The pandemic has been for banks’ credit departments a textbook case game-changer, and we still haven’t seen all of its effects: a real accelerator in credit risk modeling for banks willing to know which company to support first in times where moratoria and public guarantees may hide the real current situation of the borrower and postpone the showdown with NPLs.
This message was at the foundation of the last Prometeia virtual session about ‘Improving PD models predictivity and reactivity with transactional information and Machine Learning’, where we presented our recent project developed with Unicredit - one of the biggest European banking institutions – to create a PD model for the small business segment. A process that leveraged more than 550 million transactions, using advanced text analytics techniques to categorize free-text transaction purposes, and machine learning to turn categorized transactions into a score for each firm.
A cutting-edge model that is proving to be very performing during the pandemic, even stand-alone, and very reactive, able to capture deterioration signals right from the start of lockdowns and restrictive measures. A strong real-time component, differentiating transactional credit scores from more traditional ones, that is allowing banks to more effectively detect companies that do need the bank’s support even without a visible credit deterioration.
The use case presentation, by Emanuele Giovannini (Unicredit) and Giangiacomo Sanna (Prometeia), preceded a high-level discussion among some very qualified matter experts in the field: Chiara Capelli, head of credit risk modeling at Unicredit, Dmitri Kraynov, head of risk modeling at Sberbank, Sid Dash, research director at Chartis Research, and Marco Stella, Prometeia’s partner.
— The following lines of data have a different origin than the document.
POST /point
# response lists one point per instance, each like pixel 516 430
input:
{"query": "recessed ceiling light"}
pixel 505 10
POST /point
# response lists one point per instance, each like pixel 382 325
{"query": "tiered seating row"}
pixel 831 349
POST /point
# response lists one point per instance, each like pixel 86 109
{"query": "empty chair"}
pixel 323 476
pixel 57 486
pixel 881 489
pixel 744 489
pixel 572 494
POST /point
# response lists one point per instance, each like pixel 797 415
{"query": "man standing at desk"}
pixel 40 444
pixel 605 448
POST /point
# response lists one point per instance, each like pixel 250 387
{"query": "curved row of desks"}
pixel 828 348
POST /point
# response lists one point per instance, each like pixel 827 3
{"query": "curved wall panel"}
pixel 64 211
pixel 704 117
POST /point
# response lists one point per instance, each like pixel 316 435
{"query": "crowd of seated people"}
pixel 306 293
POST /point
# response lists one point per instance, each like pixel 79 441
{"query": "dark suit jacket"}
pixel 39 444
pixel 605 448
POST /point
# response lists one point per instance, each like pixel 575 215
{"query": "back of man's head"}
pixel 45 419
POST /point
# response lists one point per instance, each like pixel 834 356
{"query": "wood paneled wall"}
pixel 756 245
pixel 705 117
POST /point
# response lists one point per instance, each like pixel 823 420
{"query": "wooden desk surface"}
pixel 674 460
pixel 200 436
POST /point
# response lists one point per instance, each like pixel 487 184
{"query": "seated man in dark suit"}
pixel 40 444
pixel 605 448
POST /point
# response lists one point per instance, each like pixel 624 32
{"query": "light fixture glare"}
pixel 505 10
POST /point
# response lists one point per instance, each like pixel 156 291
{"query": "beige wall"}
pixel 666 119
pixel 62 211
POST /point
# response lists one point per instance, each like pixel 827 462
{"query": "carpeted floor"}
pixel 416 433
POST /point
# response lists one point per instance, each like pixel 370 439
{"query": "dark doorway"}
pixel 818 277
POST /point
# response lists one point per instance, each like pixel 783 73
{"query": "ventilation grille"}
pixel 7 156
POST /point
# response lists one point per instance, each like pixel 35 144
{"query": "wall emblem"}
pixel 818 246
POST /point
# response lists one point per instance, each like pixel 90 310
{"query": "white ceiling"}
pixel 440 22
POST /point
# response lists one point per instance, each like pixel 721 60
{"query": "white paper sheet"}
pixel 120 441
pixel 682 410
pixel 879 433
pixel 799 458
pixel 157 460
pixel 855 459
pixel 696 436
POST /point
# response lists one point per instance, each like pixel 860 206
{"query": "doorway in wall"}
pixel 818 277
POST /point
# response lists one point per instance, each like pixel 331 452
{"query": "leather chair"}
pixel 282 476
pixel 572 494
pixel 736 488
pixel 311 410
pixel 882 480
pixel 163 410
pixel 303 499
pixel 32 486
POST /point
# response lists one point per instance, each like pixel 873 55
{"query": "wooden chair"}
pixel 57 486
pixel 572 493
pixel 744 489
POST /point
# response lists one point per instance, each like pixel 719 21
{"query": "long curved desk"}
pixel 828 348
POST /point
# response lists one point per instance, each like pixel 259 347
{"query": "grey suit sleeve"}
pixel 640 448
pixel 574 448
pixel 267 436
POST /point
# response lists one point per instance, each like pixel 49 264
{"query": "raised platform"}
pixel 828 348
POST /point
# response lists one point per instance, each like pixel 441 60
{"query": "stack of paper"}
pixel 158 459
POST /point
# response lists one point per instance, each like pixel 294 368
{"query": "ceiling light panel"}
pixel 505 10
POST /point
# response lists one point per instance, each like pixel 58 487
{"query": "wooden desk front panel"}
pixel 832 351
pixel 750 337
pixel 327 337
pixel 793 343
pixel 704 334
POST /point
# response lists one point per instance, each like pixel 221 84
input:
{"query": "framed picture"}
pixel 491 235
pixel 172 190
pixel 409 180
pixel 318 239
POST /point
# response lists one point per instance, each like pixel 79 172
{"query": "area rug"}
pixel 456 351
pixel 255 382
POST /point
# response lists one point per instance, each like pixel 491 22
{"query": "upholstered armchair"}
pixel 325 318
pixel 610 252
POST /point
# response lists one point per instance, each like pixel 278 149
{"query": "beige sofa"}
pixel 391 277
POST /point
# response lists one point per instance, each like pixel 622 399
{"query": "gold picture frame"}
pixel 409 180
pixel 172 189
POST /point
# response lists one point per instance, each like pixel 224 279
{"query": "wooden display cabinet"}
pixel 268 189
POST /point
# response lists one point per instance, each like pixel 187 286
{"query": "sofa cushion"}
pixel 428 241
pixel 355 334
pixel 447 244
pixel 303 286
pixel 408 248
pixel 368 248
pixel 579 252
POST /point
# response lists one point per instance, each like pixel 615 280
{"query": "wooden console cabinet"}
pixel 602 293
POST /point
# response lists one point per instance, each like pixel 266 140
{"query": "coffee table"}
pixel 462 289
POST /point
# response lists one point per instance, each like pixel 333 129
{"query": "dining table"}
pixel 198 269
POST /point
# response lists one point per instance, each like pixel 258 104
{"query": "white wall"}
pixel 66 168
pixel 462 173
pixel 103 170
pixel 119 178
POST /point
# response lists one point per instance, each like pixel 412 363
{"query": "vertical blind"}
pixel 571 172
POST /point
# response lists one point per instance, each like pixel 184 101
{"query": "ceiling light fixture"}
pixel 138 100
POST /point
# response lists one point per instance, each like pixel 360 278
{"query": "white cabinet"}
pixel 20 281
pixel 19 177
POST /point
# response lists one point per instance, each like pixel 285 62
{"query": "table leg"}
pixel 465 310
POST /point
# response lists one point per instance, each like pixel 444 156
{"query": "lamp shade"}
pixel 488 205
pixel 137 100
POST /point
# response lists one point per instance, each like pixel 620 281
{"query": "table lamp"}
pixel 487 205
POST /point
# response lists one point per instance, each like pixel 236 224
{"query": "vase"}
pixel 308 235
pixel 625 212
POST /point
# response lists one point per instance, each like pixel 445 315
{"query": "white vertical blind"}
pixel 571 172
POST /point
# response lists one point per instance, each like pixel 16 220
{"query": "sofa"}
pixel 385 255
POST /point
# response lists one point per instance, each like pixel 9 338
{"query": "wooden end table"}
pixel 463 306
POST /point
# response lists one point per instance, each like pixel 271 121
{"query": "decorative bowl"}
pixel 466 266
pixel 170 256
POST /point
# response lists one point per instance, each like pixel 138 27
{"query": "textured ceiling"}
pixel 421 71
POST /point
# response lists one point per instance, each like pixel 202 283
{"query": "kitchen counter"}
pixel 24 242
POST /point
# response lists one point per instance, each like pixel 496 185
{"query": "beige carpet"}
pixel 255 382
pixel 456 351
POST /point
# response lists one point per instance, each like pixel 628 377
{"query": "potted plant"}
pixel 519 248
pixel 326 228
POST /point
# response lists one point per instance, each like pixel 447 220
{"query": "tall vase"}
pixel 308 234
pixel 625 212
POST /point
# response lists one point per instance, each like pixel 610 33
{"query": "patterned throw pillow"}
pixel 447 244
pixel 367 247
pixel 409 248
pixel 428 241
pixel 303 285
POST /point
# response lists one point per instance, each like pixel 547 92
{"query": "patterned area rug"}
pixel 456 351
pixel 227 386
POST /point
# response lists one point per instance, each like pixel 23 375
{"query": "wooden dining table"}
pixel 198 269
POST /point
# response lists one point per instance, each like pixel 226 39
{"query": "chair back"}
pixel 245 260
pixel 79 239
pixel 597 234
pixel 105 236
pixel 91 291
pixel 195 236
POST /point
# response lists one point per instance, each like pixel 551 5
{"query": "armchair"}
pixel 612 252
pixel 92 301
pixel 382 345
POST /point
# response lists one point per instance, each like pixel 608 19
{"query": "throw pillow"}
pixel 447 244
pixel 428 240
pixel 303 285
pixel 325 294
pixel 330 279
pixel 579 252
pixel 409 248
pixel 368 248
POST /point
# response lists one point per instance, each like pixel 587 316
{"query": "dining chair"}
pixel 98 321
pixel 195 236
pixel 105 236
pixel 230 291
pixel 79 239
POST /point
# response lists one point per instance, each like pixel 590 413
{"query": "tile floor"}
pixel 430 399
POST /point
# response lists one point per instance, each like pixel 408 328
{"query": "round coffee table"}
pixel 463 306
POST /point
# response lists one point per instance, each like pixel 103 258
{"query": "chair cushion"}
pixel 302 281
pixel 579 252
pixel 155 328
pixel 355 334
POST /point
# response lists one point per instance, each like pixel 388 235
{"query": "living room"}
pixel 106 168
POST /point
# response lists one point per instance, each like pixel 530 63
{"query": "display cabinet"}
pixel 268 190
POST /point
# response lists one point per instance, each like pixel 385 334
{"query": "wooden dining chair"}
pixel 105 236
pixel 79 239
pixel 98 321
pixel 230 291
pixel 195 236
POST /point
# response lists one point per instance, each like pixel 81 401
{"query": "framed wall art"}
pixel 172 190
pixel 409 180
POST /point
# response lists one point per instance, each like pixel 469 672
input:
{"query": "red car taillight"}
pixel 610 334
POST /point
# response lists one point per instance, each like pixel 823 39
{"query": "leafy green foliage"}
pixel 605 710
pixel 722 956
Among other issues, the reactivity of transactional and AI-based credit risk models was cited as one of the most crucial features amid the pandemic and accelerated digitalisation. The increase in predictive power, as well, is a big advantage, especially for clients usually leaving little ‘official’ real-time information about themselves (small businesses, individuals).
Not surprisingly, the use of transactional data in risk modeling has lately been strongly recommended also by the ECB, the Eurozone regulator about banking risk models.
Such an implementation implies several challenges, of course, both from an ethical to a technological standpoint: for instance, organizing such broad sets of data requires a great computational power. But probably – this has been one of the loudest messages of the panel – the main challenges are around the explainability and interpretability of models.
Beyond being regulatory and business needs, these features have proved to be a modeler’s exigence as well: especially in times of pandemic, adapting the credit rating model has been possible just thanks to its interpretability, enabling to net it from all variables that were not reliable any more (like payment of taxes in Italy, where they have been postponed by authorities, and so lost their predictive meaning).
Moreover, interpretability has been said to be crucial to change the attitude of many internal and external stakeholders of the bank, who are extremely diffident towards black boxes. This stance makes investing in explainability even more compelling.
One thing is for sure. The road traced by these complex techniques can open up new business horizons for intermediaries. Think, for example, of the extension from transactional data to PSD2 and open banking data. A wealth of information that, framed in a model that can be explained and interpreted in every single item, could mark the new frontier for advanced loan origination and monitoring processes.